魔獣除けは効き目が大事。
ぱちぱちぱちと何かが爆ぜる音がする。
ふわりと意識が覚醒したかと思うと次にやってきたのは寒さと全身の怠さ。
「おき、起き上がれな…い。」
「起きたか。」
「ーーぎゃっ!!いっ、たぁ…。」
何これ凄く痛い。
勢いよく飛び起きたのはいいが、全身を駆け抜けた痛みに
疼くまる。
「そのまま動かないで大人しくしていろ。」
「なぜここに…?」
焚き火の前で布らしきもので剣の汚れを落としている人物は真っ赤な火に照らされ、赤い髪はキラキラ輝いて見える。
剣を鞘に戻し帯剣し、倒れ込む私の前にルドはしゃがみ込んだ。
「キースがあんたを追いかけてくれと何度も頼みに来た。最近では魔獣が活発に動いていると報告が上がっていたが、まさか自分から魔獣の懐に飛び込む奴がいるとは。」
「うっ、これには深いワケが…。」
「そうか、能天気の考え無しだと覚えておく。」
「うぅ、申し訳ありません…。」
「追いかけてきて正解だったな。キースに感謝しろよ。打ち身で何日かは動きにくいだろうが、魔獣に食われるよりマシだろ。」
「はい…。助けていただいてありがとうございました。色々お手数をおかけして申し訳ない気持ちは重々ありますが、お願いがありまして…。」
「あー、言ってみろ。」
「足を挫いてしまったみたいなので、ニイナの家まで送って頂けないでしょうか…?」
うん、すみません。
真っ赤なポンチョのフード部分を引っ張られ、後ろに投げ飛ばされた際、足を捻ったのだ。因みに、両手首も痛い。
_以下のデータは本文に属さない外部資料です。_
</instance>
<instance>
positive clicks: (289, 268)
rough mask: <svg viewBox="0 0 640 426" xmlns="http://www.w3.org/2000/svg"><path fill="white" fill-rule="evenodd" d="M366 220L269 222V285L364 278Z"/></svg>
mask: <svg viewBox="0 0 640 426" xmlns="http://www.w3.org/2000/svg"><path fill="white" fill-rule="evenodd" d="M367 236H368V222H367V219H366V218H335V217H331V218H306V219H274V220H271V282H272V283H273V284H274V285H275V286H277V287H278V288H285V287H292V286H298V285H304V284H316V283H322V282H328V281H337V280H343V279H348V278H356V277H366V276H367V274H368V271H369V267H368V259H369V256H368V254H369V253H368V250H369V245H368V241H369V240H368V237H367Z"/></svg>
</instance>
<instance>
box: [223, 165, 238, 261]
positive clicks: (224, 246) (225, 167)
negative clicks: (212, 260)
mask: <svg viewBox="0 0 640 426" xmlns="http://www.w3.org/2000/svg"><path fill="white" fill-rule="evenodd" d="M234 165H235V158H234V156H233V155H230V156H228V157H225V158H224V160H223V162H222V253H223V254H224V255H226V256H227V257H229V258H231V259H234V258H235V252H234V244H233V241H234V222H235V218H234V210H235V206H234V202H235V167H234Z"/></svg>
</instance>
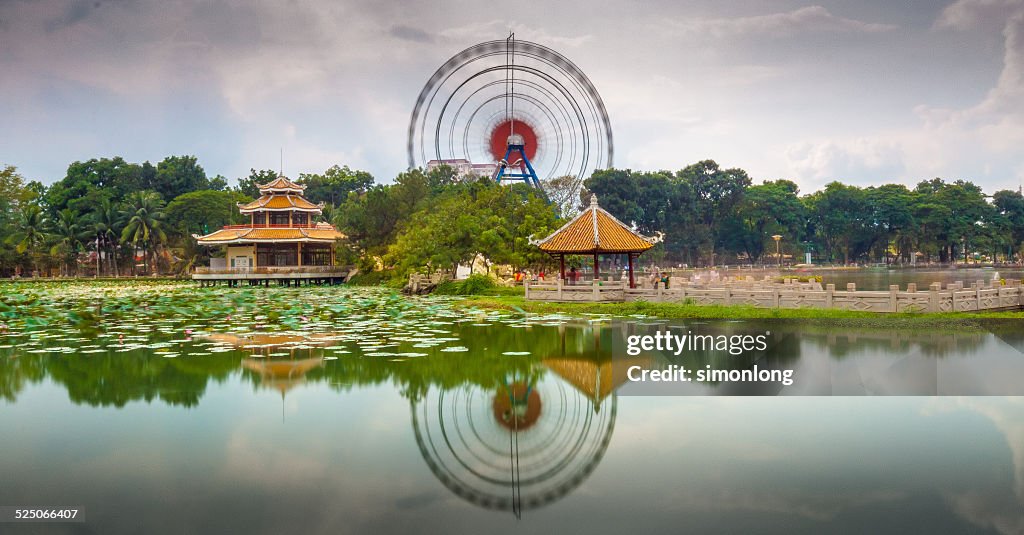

だって私、平和な国の一般市民なので受け身の取り方なんて知りません。
ルドの視線が痛い。
図々しいのはわかってる。けど、歩けないものは歩けないんだよ。
「あー、わかった。立てるか?あんた、そのイヤーカフの魔石、効力がもう切れているが…、その顔は気付いていなかったんだな。まぁ、そんなこともきっとあるんだろう。さて、帰るぞ。」
その顔とはどんな顔だろうか。
焦り、驚愕、呆然、怒り、恐怖。きっと全てが混ざった複雑な顔をしていたに違いない。
頭からかぶった魔獣のよだれはカピカピに乾いている。なんか臭いのは気のせいじゃないはず。
「実は、手首も痛めてまして…。立てません。」
沈黙が痛すぎる。
ルドは長いため息を吐くと、座り込んだ私を軽々と持ち上げた。
ーーお姫様抱っこ。
心臓が口から飛び出しそうとはこの事を言うのね。
ガッチリした見た目を裏切るこなく、筋肉質なのがわかる。
私は意識を逸らすために、先程までいた場所を振り返った。
どのぐらい気を失っていたのか、辺りは真っ暗闇で森に吸い込まれそうな感覚に陥る。
「疲れたなら少し目を瞑っていろ。」
ルドありがとう。
ボソリと呟いた言葉は本人に伝わったかはわからない。
次お店に来た時は沢山のいちごを…。
「ああ!!いちご忘れたっ。」
「耳元で叫ぶな。籠は持ってるから安心しろ。」
完璧すぎる。さすが、紳士。
ホントありがとう。絶対にいちご沢山乗せます。
ルドの胸元の服を軽く握り、顔を寄せる。
とくんとくんとルドの心音を子守唄に目を閉じた。